La cosiddetta “ventata nazionalista” consentì al re Vittorio Emanuele III di riscattare esercito e popolo (Convegno di Peschiera), dopo la disfatta di Caporetto. La cosiddetta ventata nazionalista è stata pure l’impresa di Gabriele D’Annunzio, con il suo volo pacifico su Vienna (lanciò volantini tricolore). L’impeto nazionalista è stato pure la mobilitazione di tante donne crocerossine, prima grande forma di solidarietà nazionale, senza distinzione tra i sessi. E’ nelle trincee che italiani del Sud e del Nord fecero esperienza di nazione (nel 1861 su fece prima lo Stato unitario).

L’accostamento negativo tra patria e spirito nazionale, purtroppo, è un concetto mutuato da certo socialismo (neanche tutto, visto che molti socialisti furono interventisti), sempre e comunque rigidamente “anti-italiano”, internazionalista, negatore di qualsiasi idea di patria.

Gli stessi che una volta conclusa la guerra, oltraggiarono, vilipesero bandiera e soldati di ritorno dal fronte, creando le premesse della reazione fascista.

Quello che non si comprende, inoltre, è l’affermazione fatta dal presidente circa il progetto odierno di “un ordine mondiale fondato sulla democrazia, a partire dall’inviolabilità dei diritti umani”. Come se l’ordine mondiale, fondato sulla democrazia sia incompatibile con il patriottismo, che per definizione, degenera in nazionalismo.
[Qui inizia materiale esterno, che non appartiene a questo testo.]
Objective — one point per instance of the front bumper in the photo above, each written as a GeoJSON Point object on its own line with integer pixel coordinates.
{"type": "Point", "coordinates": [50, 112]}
Primo, la democrazia è un valore storico, non religioso. E’ una conquista civile e un criterio di rappresentanza istituzionale applicato alle istituzioni (liberali). Altrimenti dovremmo affermare che anche l’autorità democratica, lo Stato, le decisioni costituzionali, siano sinonimi di dittatura.

Se la democrazia diventa un’ideologia, si producono gli errori mastodontici che hanno portato l’Occidente a concepire e organizzare le guerre democratiche o di ingerenza democratica in Medio Oriente. Con i danni che sono stati combinati.

Secondo, di quali diritti umani stiamo parlando? Di quelli umanistici (libertà di parola, pensiero etc), o del nuovo modello laicista che mira a trasformare ogni desiderio in diritto? Infine, l’uso attualizzato del 4 novembre dal presidente: l’argomento 1938, le leggi razziali, infilate a Trieste (dove Mussolini le annunciò), e la risposta al giornalista: “Non torneremo agli anni Trenta”. Che c’entra il 1938, col 1915-18?

Per caso c’entra con il governo populista e con le politiche sovraniste di Salvini contro i migranti e la Ue?